HOA Personal Reimbursement

A Familiar Issue

The association incurs an expense or imposes a fine against an owner for common area damage or the violation of the governing documents.  Is the owner responsible?  How can the association collect the money spent as a result of “bad conduct” of the owner (or their tenant)?  Consider this:

Oren Owner is drunk.  Instead of waiting for the security gate at the entry of his development to finishing opening, he drives through smashing the gate.  The repair cost turns out to be $1,500.  Oren continues driving and parks his car on the driveway of his lot.  The car, having been smashed on the undercarriage, leaks oil causing a stain on the driveway.  Power blasting the stain away will cost $1,000.

Oren is blissfully unaware of all of this.  Instead, he continues partying with friends and some backyard dancing to loud rock ‘n’ roll until 4:00 a.m.  The board notices a hearing and imposes a $100 fine for the noisy behavior; a reimbursement assessment of $1,500 for the cost to fix the gate; and a $1,000 reimbursement assessment for the cost the association will (and later does) incur to power blast the driveway.

Oren is given notice of the penalties but ignores the manager’s request for payment.  Counsel is engaged.  She reviews the CC&Rs – including the enforcement, reimbursement assessment and lien provisions – and sends a formal demand letter addressing these issues.  The demand letter requests payment of $3,500 including $900 in legal fees (for the analysis and letter) and management fees (for preparing a previous demand letter and phone calls with the lawyer).  Oren responds saying, among other things, “No, I won’t pay.”

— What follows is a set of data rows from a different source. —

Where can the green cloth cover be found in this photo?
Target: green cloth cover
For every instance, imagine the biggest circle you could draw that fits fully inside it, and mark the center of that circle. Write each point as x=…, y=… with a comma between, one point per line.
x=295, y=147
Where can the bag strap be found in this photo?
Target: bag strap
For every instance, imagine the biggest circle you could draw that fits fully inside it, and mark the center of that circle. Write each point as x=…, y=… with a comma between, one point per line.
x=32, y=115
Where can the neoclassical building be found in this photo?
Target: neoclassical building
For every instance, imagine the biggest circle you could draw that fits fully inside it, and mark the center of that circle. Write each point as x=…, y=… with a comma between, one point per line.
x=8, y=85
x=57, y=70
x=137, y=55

Breaking Down the Amounts Owed:

$1,500 Reimbursement assessment for amount paid to gate contractor to fix damaged gate on common area based on CC&R provision requiring owners to pay for damage they cause to common area
$1,000 Reimbursement assessment for amount paid to paving contractor to power blast the driveway necessitated by Oren’s breach of the CC&R provision banning driveways with oil stains
$100 Fine in an amount based on the “schedule of monetary penalties” arising out of Oren’s noisy behavior which unreasonably disturbs his neighbors thus constituting a “nuisance”
$900 Reimbursement assessment for legal and management fees the association incurred in curing the damage and dealing with the CC&R breaches.

These expenses, depending on the definitions used in an association’s CC&Rs, are variously called “reimbursement assessments,” “single individual assessments,” “personal assessments,” or other similar phrases.  Here, we are calling them “personal assessments” for convenience.

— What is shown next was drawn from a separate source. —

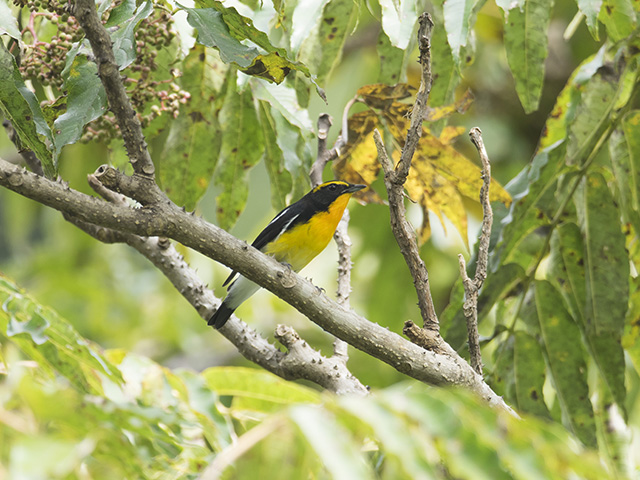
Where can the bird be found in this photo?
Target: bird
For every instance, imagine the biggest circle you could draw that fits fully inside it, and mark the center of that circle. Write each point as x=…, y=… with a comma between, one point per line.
x=294, y=237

Rules: What the Civil Code says (or doesn’t say) (Civil Code section 1367.1(d))

As we all know, the law – and this will be true under “New Davis Stirling” effective January 1, 2013 as well – permits an association to impose and collect (by a lawsuit or nonjudicial foreclosure) “regular” and “special” assessments levied against all members.  It is also lawful to impose and collect personal assessments against a specific member but some of the rules are different.  In any case, no personal assessment (except a fine) may be levied in excess of the actual costs incurred.

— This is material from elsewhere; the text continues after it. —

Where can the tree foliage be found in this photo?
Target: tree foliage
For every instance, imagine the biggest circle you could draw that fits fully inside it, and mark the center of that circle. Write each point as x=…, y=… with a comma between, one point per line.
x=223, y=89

Assuming the Governing Documents are written as broadly as the law permits – and the “original” set almost never is – the association can impose a personal assessment for the $1,500 spent to repair the common area gate.  That is just the first step in the analysis.  Next, we need to determine how that personal assessment can be collected.  Again, assuming the CC&Rs have all the enforcement tools possible, this kind of personal assessment can be collected like an unpaid regular or special assessment – by lawsuit or nonjudicial foreclosure.

The Civil Code is completely silent on whether the association can use these same remedies for collection of the $1,000 spent to eliminate the oil stains on the driveway or for the $900 paid to management and the attorney.

Finally, for the fine, there is a funky rule.  It says a monetary penalty (i.e. a fine) may not become a lien enforceable by nonjudicial foreclosure.  This is unclear because it does not appear to prohibit recording a lien and then suing in court to foreclose (instead of nonjudicial foreclosure).  It is doubtful that the amount of a fine will typically warrant a full-blown lawsuit for “judicial” foreclosure and it is very unlikely that a Judge will allow someone’s home to be taken away as a result of a fine for “bad behavior.”

Tools

The bottom line is that the association can implement tools that will give it the ability to successfully bring a claim in court – small claims or Superior Court – or to use the same nonjudicial foreclosure procedures for all the expenses above except recovery of the fine.  For that, the “safest” course will be to sue the owner in small claims court.

Violations: The language in the Governing Documents supporting the violations must be clear.  In the example above, the CC&Rs must say that damage to common area caused by owners will be repaired at owner expense; that owners have a duty to assure that driveways are free of stains; and that excessive noise that unreasonably disturbs neighbors is banned as a nuisance.

Remedies: Likewise, the Governing Documents must clearly specify the remedies available for violations.  Again, in the above example, the remedies should include the right to incur expenses to make common area repairs; to use an easement to access an owner’s “separate interest” lot and to make repairs to the extent reasonably necessary to cure a violation; to engage counsel and management to enforce the Governing Documents; and to record a lien and use judicial or nonjudicial foreclosure or to sue to recover sums due.  “Liening” is not banned for the recovery of any sum due although the legality of use of a lien that simply “sits” on title to collect a fine has not been tested.  We do not recommend it.  Finally, if the association wishes to pursue an owner for the conduct of their tenants or guests, the authority for that should be specific, broad and clearly spelled out in the Governing Documents.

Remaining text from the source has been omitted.